With most purchases, whether it’s groceries, a new car or a house, the price is clear up front. Not so for medical services, which can produce massive, mysterious bills to insurers and patients long after a hospital visit. An ongoing series by National Public Radio and Kaiser Health News has documented bills of $142,000 for a young girl’s snake-bite treatment, $94,000 as part of a woman’s spinal surgery and $48,000 for allergy testing, to note just a few examples.
Such insane bills often remain stubbornly unexplained by the hospitals and insurers involved; all are wildly out of whack with expected costs. Legislation moving through Congress with strong bipartisan support would offer new protections to patients. Its passage is urgent. Its logic is clear: People should be able to know up front what the cost of specific procedures and treatments would be.
Seeking medical treatment isn’t generally a matter of choice. Even with insurance, costs can be significant to patients because of deductibles, co-pays and — especially — procedures that insurance doesn’t cover, sometimes to the surprise of the patient. Add to that unexplained variations in the costs of procedures. Just setting foot in an emergency room can become a financial crapshoot.
The ongoing Kaiser-NPR series presents a shocking study in the excessive, confusing, seemingly random world of medical billing, through the eyes of bewildered patients. The well-documented stories are appalling to the point of being almost unbelievable:
• A Florida woman bitten by a stray cat sought rabies treatment in an emergency room. After receiving two injections and an antibiotic, she was sent home, having not even been seen by a doctor. She later got a bill for more than $48,000 — most of it from a roughly $4,300 rabies treatment that the hospital had marked up by a factor of more than 10.
• A Montana man who was suffering kidney failure was billed more than $524,000 for 14 weeks of dialysis — more than the typical cost of a kidney transplant — at a per-session cost roughly 59 times higher than what Medicare pays for the treatment. The astronomical bill was in part because there were no in-network dialysis clinics available in his region.
• A three-year-old Nevada girl got a tiny toy shoe from a doll stuck up her nostril. An emergency room doctor pulled it out with forceps. The family subsequently got a bill for more than $2,600 — for a procedure that, according to Medicare data, generally costs less than $50 to perform. The family is still trying, so far unsuccessfully, to get an explanation as to how the astronomical bill was calculated.
• A Michigan woman’s routine biopsy, which found a cyst to be benign, resulted in a bill for more than $3,350 — the bulk of it consisting of a $2,170 “facility fee” that one reform advocate likened to a “cover charge” at a nightclub.
• An Illinois woman suffering from depression spent five nights in a hospital psychiatric unit and was billed almost $30,000. The bill was largely attributable to her insurance plan, which offers the kind of shortchanged coverage that was not allowed under Obama-era rules, but has been allowed back into the market by the Trump administration.
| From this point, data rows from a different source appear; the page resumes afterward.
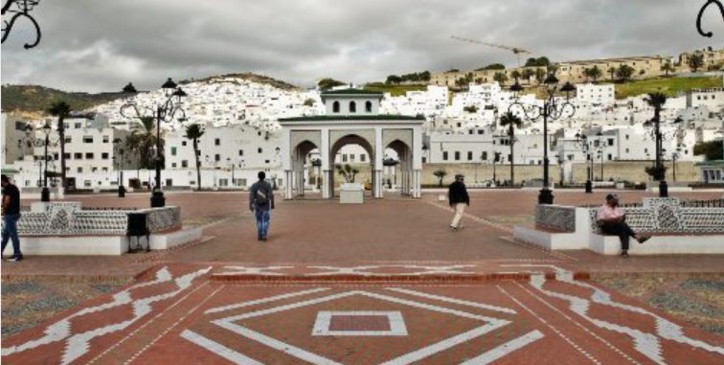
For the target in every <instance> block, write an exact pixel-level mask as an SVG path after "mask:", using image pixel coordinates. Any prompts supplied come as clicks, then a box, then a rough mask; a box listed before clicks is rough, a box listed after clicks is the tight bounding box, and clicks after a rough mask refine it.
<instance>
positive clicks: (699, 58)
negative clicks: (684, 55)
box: [686, 53, 704, 72]
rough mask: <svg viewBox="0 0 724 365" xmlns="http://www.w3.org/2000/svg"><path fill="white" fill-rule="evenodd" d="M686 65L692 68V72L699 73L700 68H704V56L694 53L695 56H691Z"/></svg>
mask: <svg viewBox="0 0 724 365" xmlns="http://www.w3.org/2000/svg"><path fill="white" fill-rule="evenodd" d="M686 63H687V64H688V65H689V68H691V71H692V72H696V71H699V69H700V68H702V67H704V54H703V53H694V54H693V55H691V56H689V59H688V60H687V61H686Z"/></svg>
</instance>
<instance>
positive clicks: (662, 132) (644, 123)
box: [644, 116, 683, 198]
mask: <svg viewBox="0 0 724 365" xmlns="http://www.w3.org/2000/svg"><path fill="white" fill-rule="evenodd" d="M682 121H683V120H682V119H681V117H677V118H676V119H675V120H674V121H673V123H675V124H676V123H681V122H682ZM644 126H646V127H650V126H653V127H654V129H653V130H652V131H650V133H651V134H653V137H654V141H655V143H656V152H655V153H656V156H655V157H656V160H655V161H656V162H655V163H654V167H653V174H652V176H653V177H654V179H656V180H659V197H661V198H667V197H668V196H669V185H668V184H667V183H666V167H664V162H663V157H664V146H663V140H664V139H665V138H674V137H677V136H679V135H680V133H681V132H680V131H679V130H678V129H677V130H674V131H673V132H672V133H664V132H662V131H661V121H660V119H659V118H657V117H656V116H654V118H652V119H651V120H648V121H646V122H644Z"/></svg>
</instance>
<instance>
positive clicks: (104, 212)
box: [18, 202, 181, 236]
mask: <svg viewBox="0 0 724 365" xmlns="http://www.w3.org/2000/svg"><path fill="white" fill-rule="evenodd" d="M128 213H147V216H146V226H147V227H148V229H149V230H150V231H151V233H152V234H153V233H158V232H164V231H170V230H176V229H180V228H181V208H180V207H162V208H150V209H125V208H124V209H114V208H102V209H96V208H94V209H83V208H82V206H81V204H80V202H47V203H45V202H33V204H32V205H31V207H30V210H29V211H27V210H24V211H22V212H21V214H22V217H21V219H20V220H19V221H18V234H19V235H20V236H125V234H126V228H127V226H128Z"/></svg>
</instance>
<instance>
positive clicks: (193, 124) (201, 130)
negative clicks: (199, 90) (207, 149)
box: [184, 123, 234, 190]
mask: <svg viewBox="0 0 724 365" xmlns="http://www.w3.org/2000/svg"><path fill="white" fill-rule="evenodd" d="M203 135H204V128H203V127H202V126H201V125H200V124H198V123H193V124H189V125H188V126H186V135H185V136H184V137H185V138H186V139H190V140H191V145H192V146H193V148H194V160H196V161H195V162H196V188H197V189H198V190H201V160H200V157H201V151H200V150H199V138H201V136H203ZM231 184H232V185H233V184H234V182H233V181H232V182H231Z"/></svg>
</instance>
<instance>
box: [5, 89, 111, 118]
mask: <svg viewBox="0 0 724 365" xmlns="http://www.w3.org/2000/svg"><path fill="white" fill-rule="evenodd" d="M1 95H2V109H3V111H5V112H15V113H24V114H32V115H44V114H45V111H46V110H47V109H48V108H50V106H51V105H52V104H53V103H55V102H57V101H65V102H66V103H68V104H69V105H70V106H71V108H72V109H73V110H77V111H80V110H86V109H88V108H91V107H93V106H96V105H99V104H103V103H107V102H109V101H113V100H116V99H119V98H121V97H122V96H123V94H122V93H101V94H88V93H77V92H74V93H71V92H65V91H61V90H56V89H51V88H47V87H44V86H37V85H3V86H2V93H1Z"/></svg>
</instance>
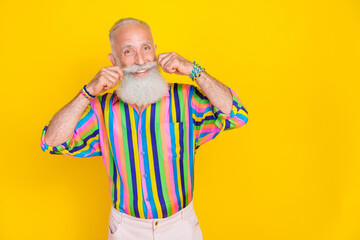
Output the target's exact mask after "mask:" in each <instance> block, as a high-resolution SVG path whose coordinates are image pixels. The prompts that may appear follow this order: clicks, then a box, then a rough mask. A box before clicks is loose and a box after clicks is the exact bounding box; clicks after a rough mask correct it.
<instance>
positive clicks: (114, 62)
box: [108, 53, 116, 66]
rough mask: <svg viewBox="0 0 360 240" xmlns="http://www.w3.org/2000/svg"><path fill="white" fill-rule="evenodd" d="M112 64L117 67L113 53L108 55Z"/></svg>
mask: <svg viewBox="0 0 360 240" xmlns="http://www.w3.org/2000/svg"><path fill="white" fill-rule="evenodd" d="M108 57H109V60H110V62H111V63H112V64H113V66H116V60H115V58H114V55H113V54H112V53H109V54H108Z"/></svg>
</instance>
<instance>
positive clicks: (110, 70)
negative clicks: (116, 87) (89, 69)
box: [103, 68, 120, 78]
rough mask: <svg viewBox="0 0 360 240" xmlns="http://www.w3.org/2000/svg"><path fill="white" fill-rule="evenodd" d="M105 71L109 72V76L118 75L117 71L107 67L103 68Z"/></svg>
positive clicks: (113, 76) (117, 72)
mask: <svg viewBox="0 0 360 240" xmlns="http://www.w3.org/2000/svg"><path fill="white" fill-rule="evenodd" d="M103 69H104V71H105V72H107V73H109V74H110V75H111V76H113V77H115V78H118V77H119V75H120V74H119V72H118V71H112V70H110V69H108V68H103Z"/></svg>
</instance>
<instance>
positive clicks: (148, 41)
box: [121, 41, 151, 50]
mask: <svg viewBox="0 0 360 240" xmlns="http://www.w3.org/2000/svg"><path fill="white" fill-rule="evenodd" d="M145 44H147V45H151V43H150V42H149V41H146V42H143V43H142V44H141V45H145ZM128 47H132V45H131V44H126V45H124V46H123V47H122V48H121V50H124V49H125V48H128Z"/></svg>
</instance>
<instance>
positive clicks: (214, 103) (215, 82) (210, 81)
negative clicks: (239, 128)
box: [195, 72, 232, 115]
mask: <svg viewBox="0 0 360 240" xmlns="http://www.w3.org/2000/svg"><path fill="white" fill-rule="evenodd" d="M195 81H196V83H197V84H198V85H199V87H200V88H201V90H202V91H203V92H204V93H205V95H206V97H207V98H208V99H209V101H210V102H211V104H212V105H214V106H215V107H217V108H218V109H220V111H222V112H223V113H225V114H226V115H228V114H230V113H231V107H232V94H231V92H230V90H229V88H228V87H226V86H225V85H224V84H222V83H221V82H219V81H218V80H216V79H215V78H213V77H211V76H210V75H209V74H207V73H206V72H203V73H202V74H201V76H200V77H199V78H198V79H196V80H195Z"/></svg>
These kinds of bills are surprises that hit the patients later — up to a year later, in some cases. Patients are often able to negotiate-down the bills after the initial sticker shock, and in some cases (including the above-mentioned half-million dialysis), the embarrassing media attention alone has caused medical facilities to cancel the bills altogether.
But even those happy endings don’t indicate the system is healthy — not if it takes fighting with hospitals and insurers, or the blind luck of bad publicity, to force reasonableness from the system. Patients should know going in what these procedures cost. As it stands now, they often can’t get a straight answer even afterward as to how the unexpectedly high bills were calculated.
Polls show nearly half of Americans have been hit with surprise medical bills. That helps explain the overwhelming public support for legislation to address the issue. In a divided nation and a divided Washington, it’s one thing Democrats, Republicans and President Donald Trump all appear to agree upon.
The pending legislation would prohibit doctors from sending unexpected bills to patients who were treated at hospitals that accept their insurance. It would also create a system to resolve billing disputes between insurance companies and doctors, often a key factor in surprise billing.
Not surprisingly, the legislation has prompted a full-court press of opposition from the medical industry — including a truly Orwellian multimillion-dollar media campaign by shadowy private-equity-backed firms that own physician practices around the country, selling the specious argument that reform would somehow hurt patients.
Doctors, hospitals and insurers are, of course, all blaming each other for the outrageous bills. And, certainly, there’s plenty of blame to go around. But Congress mustn’t let the finger-pointing, the complexity of the issue or the big-money lobbying campaigns derail reform.
America doesn’t agree on much these days. But anyone who might need medical attention at some point — which is to say every single one of us — has an interest in ending this shell game.